1. Once the temperature is consistently below freezing, go to a site that you have seen flowering or fruiting lowbush cranberry plants. It doesn’t have to be your best berry picking spot, but you want to be sure it is a spot where the plants actually make a good number of berries in most years.

2. Collect 10 stems of lowbush cranberry (Vaccinium vitis-idaea) that have winter flower buds visible. Try to collect each stem one large step from each other, to get plants that are from a clone of each other. Put the stems in a ziplock bag.

3. Record the date of collection, your contact information, and a basic site description (latitude, longitude, slope, aspect, and dominant veg) on the datasheet.

4. Place the ziplock with the 10 stems and datasheet in an envelope. Please send them within a day or two of collecting. Samples do not need to remain frozen. Send the samples to:

Dr. Christa Mulder, Institute of Arctic Biology, University of Alaska Fairbanks, PO Box 757000, Fairbanks, AK 99775

What happens when I send in the buds? The buds you collect will be sent in batches to the Diggle Lab at the University of Connecticut to be dissected under a scanning electron microscope and their developmental stage will be evaluated. You will even receive your lab results, and a photo of a “prenatal” cranberry flower like the picture on the right!
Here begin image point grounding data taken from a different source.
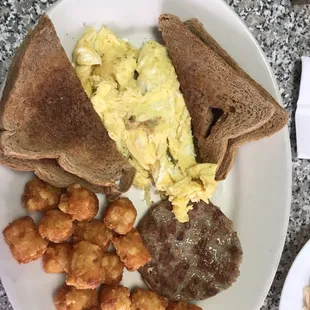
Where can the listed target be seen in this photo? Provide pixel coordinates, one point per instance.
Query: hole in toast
(216, 115)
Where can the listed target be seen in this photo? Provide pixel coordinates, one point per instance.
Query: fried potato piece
(40, 196)
(181, 305)
(24, 240)
(70, 298)
(94, 231)
(115, 297)
(57, 257)
(120, 216)
(147, 300)
(56, 226)
(131, 250)
(112, 269)
(85, 270)
(79, 202)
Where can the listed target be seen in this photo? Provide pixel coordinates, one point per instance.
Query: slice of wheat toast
(276, 122)
(49, 171)
(208, 82)
(45, 113)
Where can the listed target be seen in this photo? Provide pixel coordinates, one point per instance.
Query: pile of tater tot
(70, 240)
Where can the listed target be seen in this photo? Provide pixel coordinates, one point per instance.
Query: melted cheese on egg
(146, 117)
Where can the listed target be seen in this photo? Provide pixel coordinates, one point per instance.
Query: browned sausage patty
(190, 261)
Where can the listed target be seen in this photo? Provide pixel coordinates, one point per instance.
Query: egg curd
(136, 94)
What stage of development will you buds be at? How do they compare with cranberry buds in other parts of the state?

How will the data be used?

This effort is part of a larger project funded by the National Science Foundation. The data from your buds and the buds of volunteers across Alaska will allow us to determine whether our results for the impact of environmental conditions on the flower bud development are representative of those from a much larger area. The data will be used alongside climate data to answer the question, “Can climate variables explain geographic variation in lowbush cranberry pre-formed bud developmental stage?”

These results will also be supported by observations of late-blooming flowers in the Local Environmental Observers (LEO) Network and an open top chamber experiment being conducted in the Bonanza Creek Long Term Ecological Research Station at UAF where some small woody plant species are getting artificially warmed and some are not to try to isolate changes in temperature as a mechanism for pre-formed bud developmental rates.